The statutes prior to the Act of June 29, 1906, made provision for the naturalization of aliens only. Nationals of the United States who were neither citizens nor aliens
1/
were unable to acquire United States citizenship by judicial naturalization.
The above situation was corrected by the 1906 Act
2/
which contained provisions permitting noncitizen nationals to become citizens upon a modified compliance with the then existing provisions relating to the naturalization of aliens generally.
3/
However, section 7 of the Act of July 14, 1870 (sec. 2169, R.S., 1878), restricting naturalization on racial grounds,
4/
) survived the 1906 enactment and limited the effectiveness of the new provisions.
5/
The Act of October 14, 1940, which replaced the 1906 legislation also provided for the naturalization of noncitizen nationals
6/
in terms which are identical with those of current section 325 except for the physical-presence requirement found therein. Racial restrictions, however, continued to be a limiting factor until their complete elimination by the present law.
7/
Thus, for the first time all noncitizen nationals of American Samoa and Swains Island, the only remaining "outlying possessions"
8/
since enactment of the current statute, are now eligible to naturalization under the special provisions relating to noncitizen nationals.
(2)
Immigration requirements inapplicable
. Since noncitizen nationals are not aliens, they are not subject to the immigration laws
9/
and are entitled to free entry into the United States in a manner comparable to that enjoyed by citizens. As a consequence, a record of their admissions to the United States is not a statutory requisite, and the certificate of arrival required for naturalization generally under the statutes that preceded the present law
10/
was unnecessary in connection with their naturalization thereunder.
(3)
State residence and verification of entry
. (i)
Six months' State residence required
. While current section 325 specifically provides that a noncitizen national's residence in an outlying possession shall count as residence in the United States for naturalization purposes, the section is completely silent as to whether any part of the former residence may be counted as residence in a State for the purpose of meeting the six months' State residence requirement. Based upon a recent decision by the United States District Court for the District of Hawaii,
10a/
the Service holds that a noncitizen national who files a petition under current section 316(a) or 319(a) must establish that he has actually resided in the State where the petition is filed for a period of at least six months immediately prior to the filing date, notwithstanding his eligibility for section 325 benefits. (
Revised
)
(ii)
Verification of entry to confirm six months' State residence
. Where State residence for a year or less is alleged, or circumstances render questionable the extent thereof,
10b/
verification of the claimed date of the petitioner's arrival in the United States should be sought, in an effort to confirm compliance with the State residence requirement. While immigration records will not reflect the petitioner's admission, it may be possible to verify his arrival from a passport used at time of entry, declaration records of the Bureau of Customs, or records of transportation lines.
10c/
(4)
Intention to reside permanently in the United States.
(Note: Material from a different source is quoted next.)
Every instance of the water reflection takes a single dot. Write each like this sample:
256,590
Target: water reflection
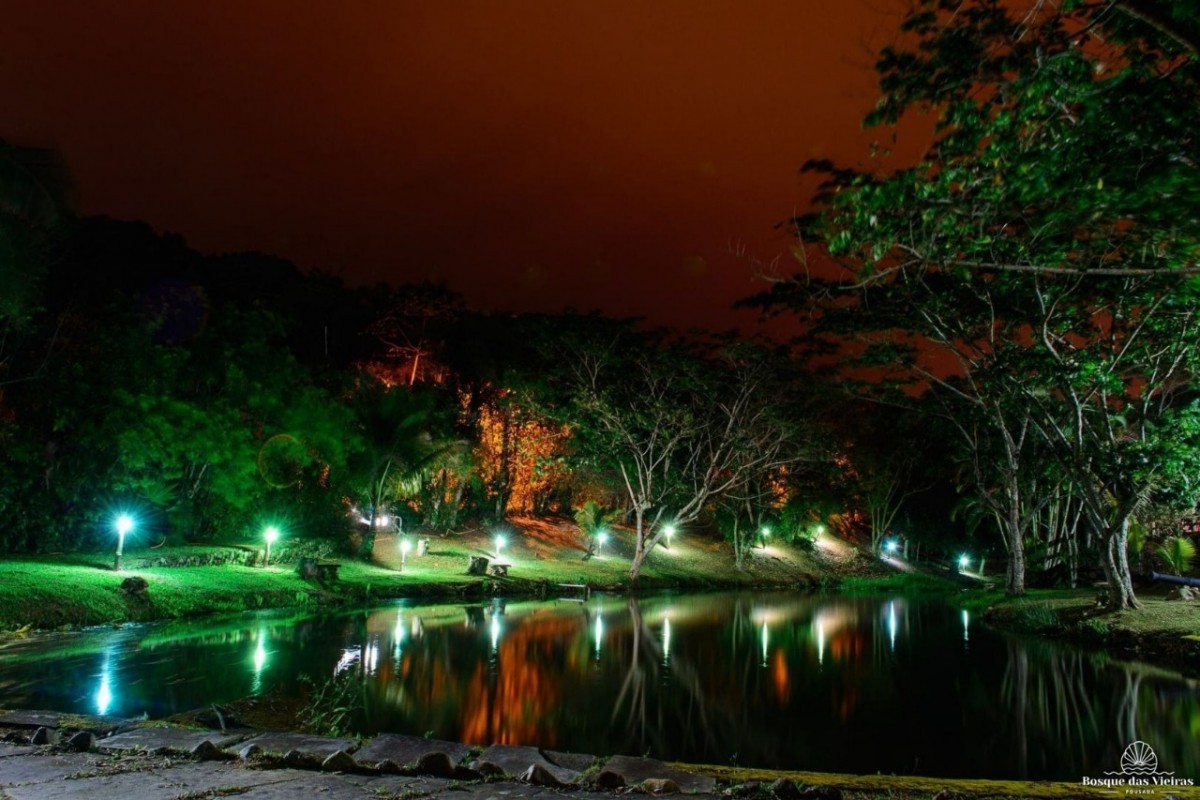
768,680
A noncitizen national who establishes his eligibility to count residence and physical presence in the outlying possessions as residence and physical presence in the United States, as provided for in current section 325, and who intends to resume residence in an outlying possession immediately after naturalization, is regarded as having met the basic requirement that a petitioner for naturalization intend to reside permanently in the United States.
10d/
(
Revised
)
(b)
Puerto Ricans
. Certain Puerto Ricans who did not acquire United States citizenship under special congressional grants
11/
could gain such status by a simplified form of naturalization under section 5 of the Act of March 2, 1917, and section 2 of the Act of March 4, 1927.
The above proceedings, which required only the taking of an oath of allegiance to the United States, had to be completed within the limited period of time specified by the statutes. However, the same privilege and procedure were revived as section 322 of the Act of October 14, 1940, with respect to persons born in Puerto Rico of alien parents, and continued to be effective until the enactment of the present law.